Shares of Callon Petroleum (NYSE:CPE) rallied on Wednesday, rising as much as 13% by 12:30 p.m. EST. Catapulting the oil producer's stock were its fourth-quarter results and outlook for 2019.
Callon Petroleum generated $39.9 million, or $0.17 per share, of adjusted net income during the fourth quarter, which came in $0.03 per share below the consensus estimate. Cash flow, however, was healthy at $151.6 million despite falling crude prices during the quarter, and exceeded capital expenses of $127.8 million, enabling the company to generate some free cash flow. Production, meanwhile, was strong at 41,100 barrels of oil equivalent per day (BOE/D), up 18% from the third quarter and 55% year over year. That helped push the full-year average to 32,900 BOE/D, an increase of 44% from 2017 and at the top end of the company's guidance range.
"The past year represented a significant inflection point in the maturity of our Permian operations and progression to a development model that will drive increased capital efficiency and corporate returns," stated CEO Joe Gatto. That's apparent in Callon's guidance for 2019. Overall, the company plans to spend $500 million to $525 million in capex this year, down from $583 million in 2018. That will provide the company with enough money to grow production up to a range of 39,500 to 41,500 BOE/D, which is a 23% increase at the midpoint. Further, the company can fund that capital plan with room to spare at an oil price in the low $50s.

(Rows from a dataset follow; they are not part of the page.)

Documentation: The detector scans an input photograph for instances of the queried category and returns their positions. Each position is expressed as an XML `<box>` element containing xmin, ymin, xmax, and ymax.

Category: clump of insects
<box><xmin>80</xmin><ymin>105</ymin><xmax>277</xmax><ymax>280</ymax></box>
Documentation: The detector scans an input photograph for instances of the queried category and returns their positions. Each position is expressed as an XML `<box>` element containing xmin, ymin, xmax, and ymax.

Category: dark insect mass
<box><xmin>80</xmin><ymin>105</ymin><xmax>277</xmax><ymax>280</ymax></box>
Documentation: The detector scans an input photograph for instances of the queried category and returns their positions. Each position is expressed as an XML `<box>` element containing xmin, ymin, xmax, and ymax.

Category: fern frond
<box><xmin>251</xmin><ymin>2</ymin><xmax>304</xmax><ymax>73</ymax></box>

Callon Petroleum is joining a growing list of oil companies that can deliver strong growth rates while generating free cash flow on oil prices in the low $50s. That will enable the company to thrive in the current market, since it can maintain its pace if oil declines but cash in if crude remains at its current level in the upper $50s. That ability to generate excess cash at lower prices gives the company the flexibility to shore up its balance sheet, make acquisitions, or return capital to investors.